Nanos++ provides services to support task parallelism using synchronizations based on data-dependencies. Data parallelism is also supported by means of services mapped on top of its task support. Task are implemented as user-level threads when possible (currently x86,x86-64,ia64,ppc32 and ppc64 are supported).
Nanos++ also provides support for maintaining coherence across different address spaces (such as with GPUs or cluster nodes). It provides software directory and cache modules to this end.
The main purpose of Nanos++ is to be used in research of parallel programming environments. As such it is designed to be extensible by means of plugins. Currently, runtime plugins can be added (and selected for each execution) for:
- Task scheduling policy
- Thread barrier
- Device support
- Instrumentation formats
- Dependences approach
- Throttling policies
Several of such plugins are already available from the library distribution: different scheduling and throttling policies.
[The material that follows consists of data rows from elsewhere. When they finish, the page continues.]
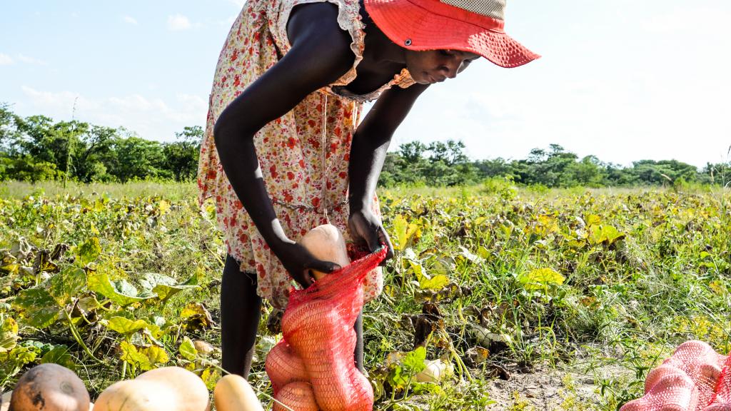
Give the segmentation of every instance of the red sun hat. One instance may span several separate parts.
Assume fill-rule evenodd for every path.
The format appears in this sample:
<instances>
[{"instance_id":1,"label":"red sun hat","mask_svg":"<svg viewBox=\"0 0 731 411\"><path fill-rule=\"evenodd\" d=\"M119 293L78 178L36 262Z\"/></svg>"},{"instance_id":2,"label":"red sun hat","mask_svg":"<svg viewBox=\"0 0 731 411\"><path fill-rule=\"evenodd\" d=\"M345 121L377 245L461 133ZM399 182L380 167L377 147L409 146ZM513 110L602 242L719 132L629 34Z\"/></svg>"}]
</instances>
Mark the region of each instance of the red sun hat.
<instances>
[{"instance_id":1,"label":"red sun hat","mask_svg":"<svg viewBox=\"0 0 731 411\"><path fill-rule=\"evenodd\" d=\"M507 0L364 0L389 39L415 51L460 50L502 67L540 57L505 34Z\"/></svg>"}]
</instances>

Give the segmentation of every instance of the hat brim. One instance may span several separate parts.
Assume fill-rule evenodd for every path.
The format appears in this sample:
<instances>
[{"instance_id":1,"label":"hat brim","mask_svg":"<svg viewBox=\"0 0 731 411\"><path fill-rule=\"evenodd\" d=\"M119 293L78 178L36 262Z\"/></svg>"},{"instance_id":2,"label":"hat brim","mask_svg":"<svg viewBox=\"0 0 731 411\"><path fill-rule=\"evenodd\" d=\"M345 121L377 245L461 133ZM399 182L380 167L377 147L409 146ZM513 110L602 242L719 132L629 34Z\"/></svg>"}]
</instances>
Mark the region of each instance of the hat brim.
<instances>
[{"instance_id":1,"label":"hat brim","mask_svg":"<svg viewBox=\"0 0 731 411\"><path fill-rule=\"evenodd\" d=\"M409 50L460 50L501 67L540 57L508 36L503 22L434 0L364 0L378 28Z\"/></svg>"}]
</instances>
In particular, device support for CUDA tasks and execution in a Cluster environment. The cluster support is still not public but if your interested you can contact us.
Nanos++ comes with support for instrumentation with the Extrae library that allows to obtain traces for performance analysis with Paraver visualization tool. Using the instrumentation plugin you can also create the dependence graph of your application. Such kind of tools provides you with valuable information to better understand your application characteristics.
It is not intended for programmers to write applications calling Nanos++ directly, the preferred way is to use it through one of the supported programming models. To do that you will probably also need to install our Mercurium compiler.